MYTH 3: I don't want to share my family life with a bunch of strangers.
You don't have to spill the beans, air the dirty laundry or confess anything in a parenting class. You can just show up and listen but, if you feel like helping others, sharing your stories and wrestling with your issues is one of the most generous things you can do for other parents. In class you learn that most of your deep, dark parenting secrets are actually very common issues. What a relief! The strongest and most poignant bond between folks at parenting classes is that they love their kids very, very much. The support and encouragement participants get from class can be energizing and useful to take home. Knowing you aren't alone can relieve a lot of parenting angst. Jennifer Kogan, a licensed independent clinical social worker who offers individual, couple and family coaching and counseling to parents in her Northwest Washington practice, says, "Often, we live far from our extended families so we don't have a built-in support system. Parents can be very hard on themselves and often think that everyone else is doing just fine. The truth is that we are all vulnerable at different times during this journey and everyone needs a little help sometimes. Speaking up and asking for what you need can be the bravest and the most rewarding thing for a parent to do."

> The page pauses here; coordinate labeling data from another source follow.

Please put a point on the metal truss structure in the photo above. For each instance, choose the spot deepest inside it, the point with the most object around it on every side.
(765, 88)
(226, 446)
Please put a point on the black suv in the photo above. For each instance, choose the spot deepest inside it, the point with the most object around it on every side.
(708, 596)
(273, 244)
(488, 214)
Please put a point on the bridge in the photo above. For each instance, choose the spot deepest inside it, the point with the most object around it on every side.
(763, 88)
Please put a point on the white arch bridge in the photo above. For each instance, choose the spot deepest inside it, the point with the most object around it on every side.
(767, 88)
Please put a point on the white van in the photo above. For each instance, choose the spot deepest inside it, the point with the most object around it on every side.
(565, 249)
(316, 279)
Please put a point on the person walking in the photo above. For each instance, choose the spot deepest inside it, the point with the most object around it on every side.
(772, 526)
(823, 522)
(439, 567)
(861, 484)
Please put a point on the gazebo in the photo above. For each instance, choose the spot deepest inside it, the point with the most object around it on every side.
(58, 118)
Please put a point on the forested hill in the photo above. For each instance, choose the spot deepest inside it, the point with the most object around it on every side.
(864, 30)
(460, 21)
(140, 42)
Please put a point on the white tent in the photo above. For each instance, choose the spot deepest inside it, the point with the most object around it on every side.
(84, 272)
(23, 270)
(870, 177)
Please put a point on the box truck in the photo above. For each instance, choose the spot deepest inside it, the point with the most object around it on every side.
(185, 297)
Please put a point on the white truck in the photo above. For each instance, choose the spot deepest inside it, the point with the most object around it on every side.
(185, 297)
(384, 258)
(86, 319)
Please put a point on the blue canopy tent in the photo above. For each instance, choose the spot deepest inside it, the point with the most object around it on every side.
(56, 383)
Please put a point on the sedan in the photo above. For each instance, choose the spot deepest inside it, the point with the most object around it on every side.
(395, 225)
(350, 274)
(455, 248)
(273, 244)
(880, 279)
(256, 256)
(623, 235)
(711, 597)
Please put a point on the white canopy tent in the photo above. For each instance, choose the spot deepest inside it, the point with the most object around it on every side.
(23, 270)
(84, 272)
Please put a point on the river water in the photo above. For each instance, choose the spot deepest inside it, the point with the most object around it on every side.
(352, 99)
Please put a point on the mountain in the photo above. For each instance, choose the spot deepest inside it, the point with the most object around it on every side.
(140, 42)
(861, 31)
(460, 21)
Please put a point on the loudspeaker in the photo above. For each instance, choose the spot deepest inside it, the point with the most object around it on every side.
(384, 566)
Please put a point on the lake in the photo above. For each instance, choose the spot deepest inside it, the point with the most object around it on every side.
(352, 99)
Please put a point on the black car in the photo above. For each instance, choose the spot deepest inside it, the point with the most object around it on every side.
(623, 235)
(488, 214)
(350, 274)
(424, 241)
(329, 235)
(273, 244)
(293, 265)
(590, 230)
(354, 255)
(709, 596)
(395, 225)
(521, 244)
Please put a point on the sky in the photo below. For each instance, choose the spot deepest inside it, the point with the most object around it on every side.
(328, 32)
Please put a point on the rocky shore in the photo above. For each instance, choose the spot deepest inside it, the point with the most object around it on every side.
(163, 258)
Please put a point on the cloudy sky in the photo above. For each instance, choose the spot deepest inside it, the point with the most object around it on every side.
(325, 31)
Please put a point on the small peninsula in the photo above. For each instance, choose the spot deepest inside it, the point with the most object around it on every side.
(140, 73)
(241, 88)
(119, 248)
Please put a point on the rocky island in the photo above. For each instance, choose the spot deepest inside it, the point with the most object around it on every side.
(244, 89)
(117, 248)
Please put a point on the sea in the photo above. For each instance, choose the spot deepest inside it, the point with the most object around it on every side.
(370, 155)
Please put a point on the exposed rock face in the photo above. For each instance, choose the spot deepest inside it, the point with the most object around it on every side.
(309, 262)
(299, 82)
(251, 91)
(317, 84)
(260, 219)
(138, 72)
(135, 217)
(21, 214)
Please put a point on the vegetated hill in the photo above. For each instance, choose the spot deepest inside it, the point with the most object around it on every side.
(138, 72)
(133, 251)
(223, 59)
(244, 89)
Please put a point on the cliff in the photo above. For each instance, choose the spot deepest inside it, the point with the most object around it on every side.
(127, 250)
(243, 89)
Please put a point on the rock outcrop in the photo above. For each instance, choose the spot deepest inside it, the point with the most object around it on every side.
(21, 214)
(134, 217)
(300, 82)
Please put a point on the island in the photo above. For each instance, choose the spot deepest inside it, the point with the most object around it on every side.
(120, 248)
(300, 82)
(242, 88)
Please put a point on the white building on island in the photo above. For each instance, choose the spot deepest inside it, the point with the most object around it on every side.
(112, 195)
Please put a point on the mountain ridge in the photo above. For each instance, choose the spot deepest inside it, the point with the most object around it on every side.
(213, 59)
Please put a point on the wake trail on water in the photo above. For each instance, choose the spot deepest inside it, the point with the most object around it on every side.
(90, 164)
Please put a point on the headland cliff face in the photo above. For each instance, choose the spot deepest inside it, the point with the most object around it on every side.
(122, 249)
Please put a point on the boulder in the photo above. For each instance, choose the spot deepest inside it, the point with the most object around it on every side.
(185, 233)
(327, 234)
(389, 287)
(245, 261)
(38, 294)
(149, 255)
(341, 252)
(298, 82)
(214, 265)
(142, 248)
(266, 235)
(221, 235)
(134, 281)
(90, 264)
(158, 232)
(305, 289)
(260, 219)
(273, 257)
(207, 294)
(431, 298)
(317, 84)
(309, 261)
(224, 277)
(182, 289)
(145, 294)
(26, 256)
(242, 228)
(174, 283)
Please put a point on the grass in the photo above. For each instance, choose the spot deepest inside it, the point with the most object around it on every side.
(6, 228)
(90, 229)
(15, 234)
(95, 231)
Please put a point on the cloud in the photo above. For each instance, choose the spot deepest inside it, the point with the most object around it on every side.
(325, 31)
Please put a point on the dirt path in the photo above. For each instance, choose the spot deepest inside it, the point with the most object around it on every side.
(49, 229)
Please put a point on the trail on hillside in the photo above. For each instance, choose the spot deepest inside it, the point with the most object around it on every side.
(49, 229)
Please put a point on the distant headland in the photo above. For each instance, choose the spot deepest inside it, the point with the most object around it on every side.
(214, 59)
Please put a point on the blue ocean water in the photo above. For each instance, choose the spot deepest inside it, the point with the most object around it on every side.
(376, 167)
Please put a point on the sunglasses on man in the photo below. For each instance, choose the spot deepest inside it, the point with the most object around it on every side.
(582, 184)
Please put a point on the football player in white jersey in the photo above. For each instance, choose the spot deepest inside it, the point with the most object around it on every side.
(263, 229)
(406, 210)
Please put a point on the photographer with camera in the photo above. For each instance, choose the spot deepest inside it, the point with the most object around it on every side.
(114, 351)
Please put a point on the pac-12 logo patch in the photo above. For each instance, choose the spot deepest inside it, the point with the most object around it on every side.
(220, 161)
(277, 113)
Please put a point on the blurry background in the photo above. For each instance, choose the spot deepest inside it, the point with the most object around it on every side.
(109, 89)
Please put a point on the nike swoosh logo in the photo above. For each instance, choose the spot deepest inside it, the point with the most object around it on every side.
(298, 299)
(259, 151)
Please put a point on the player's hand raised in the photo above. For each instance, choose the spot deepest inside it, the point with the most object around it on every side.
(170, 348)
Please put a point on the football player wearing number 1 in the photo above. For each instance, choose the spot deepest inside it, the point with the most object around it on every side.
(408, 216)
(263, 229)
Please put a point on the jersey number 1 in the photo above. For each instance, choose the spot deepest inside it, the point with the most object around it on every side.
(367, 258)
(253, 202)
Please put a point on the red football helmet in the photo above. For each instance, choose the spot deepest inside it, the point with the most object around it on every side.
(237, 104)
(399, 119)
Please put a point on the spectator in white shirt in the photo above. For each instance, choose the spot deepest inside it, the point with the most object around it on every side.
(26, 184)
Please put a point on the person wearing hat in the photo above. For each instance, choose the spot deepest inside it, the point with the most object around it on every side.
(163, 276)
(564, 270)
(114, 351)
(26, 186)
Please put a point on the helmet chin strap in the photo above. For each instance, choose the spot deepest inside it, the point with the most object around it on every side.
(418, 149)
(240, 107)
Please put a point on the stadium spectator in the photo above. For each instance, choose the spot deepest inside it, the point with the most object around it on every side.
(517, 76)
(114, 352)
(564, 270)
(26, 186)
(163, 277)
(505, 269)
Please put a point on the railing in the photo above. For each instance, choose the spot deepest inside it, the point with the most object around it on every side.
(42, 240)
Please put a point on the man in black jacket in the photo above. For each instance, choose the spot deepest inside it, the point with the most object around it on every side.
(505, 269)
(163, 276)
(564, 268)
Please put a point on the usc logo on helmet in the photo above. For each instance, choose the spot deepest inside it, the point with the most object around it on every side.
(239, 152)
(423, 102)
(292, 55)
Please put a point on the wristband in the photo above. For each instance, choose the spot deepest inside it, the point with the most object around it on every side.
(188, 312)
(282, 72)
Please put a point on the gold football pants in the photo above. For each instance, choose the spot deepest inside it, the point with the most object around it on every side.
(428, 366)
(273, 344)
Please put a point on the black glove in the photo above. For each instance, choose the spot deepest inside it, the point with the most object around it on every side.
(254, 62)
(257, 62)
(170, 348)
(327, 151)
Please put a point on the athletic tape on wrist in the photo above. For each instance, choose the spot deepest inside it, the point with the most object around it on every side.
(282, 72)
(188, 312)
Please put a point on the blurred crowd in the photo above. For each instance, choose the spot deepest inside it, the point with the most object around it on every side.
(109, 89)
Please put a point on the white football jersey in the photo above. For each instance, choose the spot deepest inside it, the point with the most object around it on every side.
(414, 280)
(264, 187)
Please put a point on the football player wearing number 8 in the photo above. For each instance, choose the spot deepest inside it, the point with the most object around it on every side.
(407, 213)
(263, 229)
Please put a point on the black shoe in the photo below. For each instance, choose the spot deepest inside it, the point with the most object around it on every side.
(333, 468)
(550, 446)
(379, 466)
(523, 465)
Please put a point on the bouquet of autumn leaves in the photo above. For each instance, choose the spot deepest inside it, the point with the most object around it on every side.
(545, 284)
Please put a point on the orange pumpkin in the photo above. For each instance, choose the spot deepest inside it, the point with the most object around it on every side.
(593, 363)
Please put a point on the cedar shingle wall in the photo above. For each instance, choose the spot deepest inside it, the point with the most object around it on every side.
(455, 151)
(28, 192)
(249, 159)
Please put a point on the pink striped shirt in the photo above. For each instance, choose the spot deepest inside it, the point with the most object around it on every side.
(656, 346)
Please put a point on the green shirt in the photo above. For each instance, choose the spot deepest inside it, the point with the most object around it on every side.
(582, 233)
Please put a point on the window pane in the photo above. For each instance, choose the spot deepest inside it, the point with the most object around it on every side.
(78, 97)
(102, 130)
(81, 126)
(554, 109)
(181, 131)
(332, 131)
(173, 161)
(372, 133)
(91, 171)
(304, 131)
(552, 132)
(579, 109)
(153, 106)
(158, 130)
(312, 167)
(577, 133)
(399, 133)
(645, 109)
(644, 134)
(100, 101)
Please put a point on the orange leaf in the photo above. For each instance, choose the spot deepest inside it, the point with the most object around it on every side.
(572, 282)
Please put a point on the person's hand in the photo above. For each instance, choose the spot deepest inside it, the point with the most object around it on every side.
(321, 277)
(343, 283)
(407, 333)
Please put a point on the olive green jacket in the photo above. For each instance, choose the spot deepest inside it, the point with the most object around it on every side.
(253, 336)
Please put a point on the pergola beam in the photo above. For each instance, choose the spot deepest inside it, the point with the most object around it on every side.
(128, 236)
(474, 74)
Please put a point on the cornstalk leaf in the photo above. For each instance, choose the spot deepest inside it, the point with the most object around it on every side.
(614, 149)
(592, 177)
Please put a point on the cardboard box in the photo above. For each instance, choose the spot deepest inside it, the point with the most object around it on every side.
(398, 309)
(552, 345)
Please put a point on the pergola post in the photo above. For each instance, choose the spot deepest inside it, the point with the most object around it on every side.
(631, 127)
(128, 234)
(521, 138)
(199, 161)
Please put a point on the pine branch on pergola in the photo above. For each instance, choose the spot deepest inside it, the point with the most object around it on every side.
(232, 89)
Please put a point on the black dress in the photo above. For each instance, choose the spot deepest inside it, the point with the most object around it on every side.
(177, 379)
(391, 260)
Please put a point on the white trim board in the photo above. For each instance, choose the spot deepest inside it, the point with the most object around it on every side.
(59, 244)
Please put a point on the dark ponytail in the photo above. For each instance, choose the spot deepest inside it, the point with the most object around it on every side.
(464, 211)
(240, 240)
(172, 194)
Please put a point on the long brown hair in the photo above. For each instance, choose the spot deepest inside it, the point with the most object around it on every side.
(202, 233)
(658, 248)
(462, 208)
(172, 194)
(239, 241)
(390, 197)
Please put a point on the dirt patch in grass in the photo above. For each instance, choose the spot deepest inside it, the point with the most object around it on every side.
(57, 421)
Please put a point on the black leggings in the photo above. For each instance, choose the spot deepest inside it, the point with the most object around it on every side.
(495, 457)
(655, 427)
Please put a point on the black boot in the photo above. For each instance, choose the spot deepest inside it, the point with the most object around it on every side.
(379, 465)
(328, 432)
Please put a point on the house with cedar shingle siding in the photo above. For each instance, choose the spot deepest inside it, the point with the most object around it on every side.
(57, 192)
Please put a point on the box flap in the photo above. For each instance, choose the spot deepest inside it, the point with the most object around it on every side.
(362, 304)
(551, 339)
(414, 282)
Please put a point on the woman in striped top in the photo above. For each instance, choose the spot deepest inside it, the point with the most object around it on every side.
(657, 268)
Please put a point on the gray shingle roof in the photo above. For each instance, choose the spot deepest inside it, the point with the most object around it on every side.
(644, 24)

MYTH 4: Parenting classes take too long and I'm too busy.
They do take too long and you are too busy and it's a major inconvenience to take a class. Sometimes, however, what's most efficient in the short term does not get you the results you want over the long term. Consider all the time you spend yelling, reminding, nagging and cajoling, and it might add up to a few wasted hours. Those hours might be better spent in a parenting class or workshop that will give you the support and new ideas you need in order to practice patience and understanding while upholding your limits on your children's behavior-all skills parents need for long-term success. Knowing you aren't alone, knowing that you do some of this parenting job really well, learning a few tips from a professional or another parent pays huge dividends in your everyday life. Lisa Resch, a Washington, D.C., mother of two, says, "I was reluctant to sign up for a parenting class because I thought it would be stressful and potentially awkward but I loved it! I took three consecutive classes and was really sad when they ended. The most unexpected thing that happened in parenting class was meeting other parents who shared similar experiences and child rearing challenges. "
MYTH 5: Parenting classes are for people who don't know what they are doing.
None of us really knows what we are doing. We take childbirth classes, driving classes, cooking classes and computer classes; parenting classes should be viewed in the same way. Parenting is a lifelong journey, so why not get a little help on the way? Jodi Ferrier sums it up succinctly: "The most unexpected thing that happened in parenting class . . . I wanted to take more parenting classes!"